Kommentar: Die Warmduscher von der Freiheitsfront

Wirtschaftsminister Robert Habeck (Grüne) im Juli im Bundestag (Bild: REUTERS/Michele Tantussi)
Wirtschaftsminister Robert Habeck (Grüne) im Juli im Bundestag (Bild: REUTERS/Michele Tantussi)

Wirtschaftsminister Robert Habeck mahnt Energieeinsparungen an – bei uns allen. Das wird schon bitter. Dass sich nun aber unter anderem die Union daran abarbeitet, zeigt eine komische Auffassung von Freiheit.

Ein Kommentar von Jan Rübel

Bevor ich diese Kolumne angefangen habe zu schreibe, nahm ich erstmal eine warme Dusche, wurd mal wieder Zeit. Denn jetzt wird es ein wenig kompliziert: Weil Robert Habeck von den Grünen gut aussieht und redet, ist er bei vielen Deutschen recht beliebt. Und weil das so ist, spucken ihm andere wiederum gern in den Napf und verstehen das dann als Akt der Unabhängigkeit oder gar Rebellion. Dabei könnte man ja mal auf die Sache schauen, und nicht auf Etikette oder Gegenetikette.

Der Wirtschaftsminister mahnt seit einigen Wochen, dass es mit dem Gas im Winter knapp werden könnte. Und schlägt vor: Was jetzt an Energieverbrauch vermieden wird, lässt die Speicher stärker füllen und hat im Endeffekt zur Folge, dass weniger Gas im Winter auf den Weltmärkten für viel, viel Geld zugekauft werden muss. Eine Milchmädchenrechnung.
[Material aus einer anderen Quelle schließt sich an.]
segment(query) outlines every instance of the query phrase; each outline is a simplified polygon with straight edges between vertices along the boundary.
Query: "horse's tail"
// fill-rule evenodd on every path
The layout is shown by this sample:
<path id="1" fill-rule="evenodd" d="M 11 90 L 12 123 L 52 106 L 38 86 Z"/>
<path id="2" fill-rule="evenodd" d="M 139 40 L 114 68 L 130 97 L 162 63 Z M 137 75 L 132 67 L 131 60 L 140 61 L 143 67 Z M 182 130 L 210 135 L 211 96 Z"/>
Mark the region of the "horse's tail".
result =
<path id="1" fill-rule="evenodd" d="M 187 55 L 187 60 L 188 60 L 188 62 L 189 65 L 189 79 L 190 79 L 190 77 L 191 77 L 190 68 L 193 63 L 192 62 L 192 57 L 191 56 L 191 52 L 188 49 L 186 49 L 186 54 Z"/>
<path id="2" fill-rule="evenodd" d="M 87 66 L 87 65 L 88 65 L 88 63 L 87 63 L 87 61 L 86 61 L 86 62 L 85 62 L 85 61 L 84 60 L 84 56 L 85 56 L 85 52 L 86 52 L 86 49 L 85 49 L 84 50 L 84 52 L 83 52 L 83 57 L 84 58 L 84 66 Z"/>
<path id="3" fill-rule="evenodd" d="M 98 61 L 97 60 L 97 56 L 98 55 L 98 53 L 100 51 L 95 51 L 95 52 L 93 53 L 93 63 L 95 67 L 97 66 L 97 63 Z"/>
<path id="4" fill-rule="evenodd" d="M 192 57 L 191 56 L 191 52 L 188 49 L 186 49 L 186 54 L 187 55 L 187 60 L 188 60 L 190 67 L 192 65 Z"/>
Nur, wie macht man das mit dem Sparen?

Habeck hatte da ein paar praktische Ideen. Er ließ zum Beispiel die Republik wissen, dass er schon jetzt ganz schnell dusche; das ließ natürlich manche Phantasien hochfliegen. Dann kam ihm in den Sinn, „wir können gut darauf verzichten, Schwimmbäder auf 28 Grad zu heizen.“ Oder Discountbäckereien, die könnten ihr Brotangebot reduzieren und abends nicht meterlange Regale mit dem heißesten Kram füllen. Spart alles Energie ein.

Schön warm anziehen

Und er hat ja recht, auch wenn ich es sehr mag, abends ein knackfrisches Brot zu essen, nachdem ich aus dem Whirlpool des Stadtbades gekrochen bin. Aber die Zeiten sind gerade anders. Muss auch nicht auf Dauer sein.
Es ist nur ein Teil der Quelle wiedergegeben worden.